Disclaimer This edited version has been archived due to the length of time since original publication. It should not be regarded as indicative of the ATO's current views. The law may have changed since original publication, and views in the edited version may also be affected by subsequent precedents and new approaches to the application of the law. You cannot rely on this record in your tax affairs. It is not binding and provides you with no protection (including from any underpaid tax, penalty or interest). In addition, this record is not an authority for the purposes of establishing a reasonably arguable position for you to apply to your own circumstances. For more information on the status of edited versions of private advice and reasons we publish them, see PS LA 2008/4. |
Edited version of your written advice
Authorisation Number: 1051490195233
Date of advice: 02 April 2019
Ruling
Subject: Income tax – small business concessions
Question
Are you entitled to apply the small business capital gains tax concessions?
Answer
Yes.
You satisfy the basic conditions to access the small business entity concessions as you meet the maximum net asset value test and the property is considered to be an active asset. Further information can be found by searching 'QC 50252' on ato.gov.au
Question
Are you entitled to apply the small business 15 year exemption to the gain from the sale of the property?
Answer
Yes.
You won’t have an assessable gain on the sale of the active asset as you have met the basic conditions, are over 55 years old and you have owned the active asset for more than 15 years. The Commissioner also considers that the CGT event has happened in connection with your retirement. Further information can be found by searching 'QC 52288' on ato.gov.au
This ruling applies for the following period:
Year ended 30 June 2018
The scheme commences on:
1 July 2017
Relevant facts and circumstances
You purchased a property after 1985.
You have resided on the property since the date of purchase.

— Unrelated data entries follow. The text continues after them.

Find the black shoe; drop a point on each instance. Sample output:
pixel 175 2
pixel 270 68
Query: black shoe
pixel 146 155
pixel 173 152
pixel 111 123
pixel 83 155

From the date of purchase until 20XX you used the property to operate a business. This business was operated through a partnership.
You ceased the business in 20XX.
The income from the business activities was included in your tax returns up until the 20XX financial year.
From 20XX to 20XX you operated a second business (business 2).
You sold business 2 20XX as it was the first step in your retirement plan as a result of ongoing ill health.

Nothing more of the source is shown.